O que você come influencia na sua visão, sabia? Entenda como.



alimentação e saúde ocular

Você já deve ter ouvido sua mãe ou alguém mais velho na família dizer que determinado alimento “faz bem pra vista”, não é? E mesmo que essa relação pareça ser um grande mito, realmente faz sentido.

Muitas vezes, na correria do dia a dia, não prestamos atenção em tudo que comemos e nem pensamos nos efeitos que cada alimento pode causar no organismo.

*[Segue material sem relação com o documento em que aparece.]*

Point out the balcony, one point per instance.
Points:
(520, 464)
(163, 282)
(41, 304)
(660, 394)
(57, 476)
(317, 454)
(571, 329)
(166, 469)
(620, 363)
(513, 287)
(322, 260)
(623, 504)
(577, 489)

Apesar de estarmos sempre preocupados com o peso e aquela gordurinha acumulada na barriga, é preciso entender que as consequências da alimentação atingem o corpo como um todo (inclusive os olhos).

Em um estudo publicado recentemente, foi observado que a adoção de uma dieta rica em vegetais, leguminosas, frutas, grãos integrais, tomates e frutos do mar esteve ligada a um número menor de casos de Degeneração Macular Relacionada à Idade (DMRI). Por outro lado, os números foram maiores entre as pessoas que faziam consumo maior de carne vermelha e processada, laticínios com alto teor de gordura, batatas fritas e grãos refinados. De acordo com os pesquisadores, isso ocorreu pela associação positiva dos carotenoides e ácidos graxos com a saúde ocular.

Para facilitar a sua compreensão, aqui está uma lista de bons alimentos que podem melhorar a capacidade de enxergar e evitar doenças oculares sérias como o glaucoma e a degeneração macular.

O que comer?

- Peixes: sardinha, bacalhau, salmão e atum são ricos em ômega 3, uma gordura essencial para a saúde ocular. Além disso, são fontes de ácidos graxos e vitaminas A, B, D e E, que estimulam a boa circulação sanguínea e beneficiam o transporte de oxigênio até as estruturas oculares.

- Ovo: a luteína e a zeaxantina presentes na gema protegem a mácula, prevenindo sua degeneração.

- Frutas, legumes e verduras: maçã, laranja, cenoura, mamão papaia, tangerina, brócolis, couve e outros de cor amarela e verde são ricos em carotenoides, substâncias que previnem a deterioração da mácula. Já as frutas vermelhas, como morango, framboesa, amoras e cerejas, são alimentos antioxidantes, combatem os radicais livres, são fontes de vitamina C e de flavonoides e, por isso, previnem a perda de visão e degeneração macular.

- Alho, cebola, manjericão e orégano: esses alimentos são ricos em cálcio, fósforo e vitaminas B e C, e por isso atuam contra os micróbios e vírus. Além disso, esses nutrientes também ajudam a dilatar os vasos sanguíneos, diminuindo a pressão arterial e prevenindo o glaucoma.

- Óleo de linhaça: boa fonte de vitamina E, ácidos graxos, ômega 3, 6 e 9, atuando no combate ao olho seco.

- Gorduras limpas: castanha de coco, abacate, azeite de oliva, nozes e sementes possuem gorduras e antioxidantes que protegem a camada no fundo do globo ocular.

- Azeite virgem: rico em ômega 3, esse azeite também atua na prevenção da degeneração macular.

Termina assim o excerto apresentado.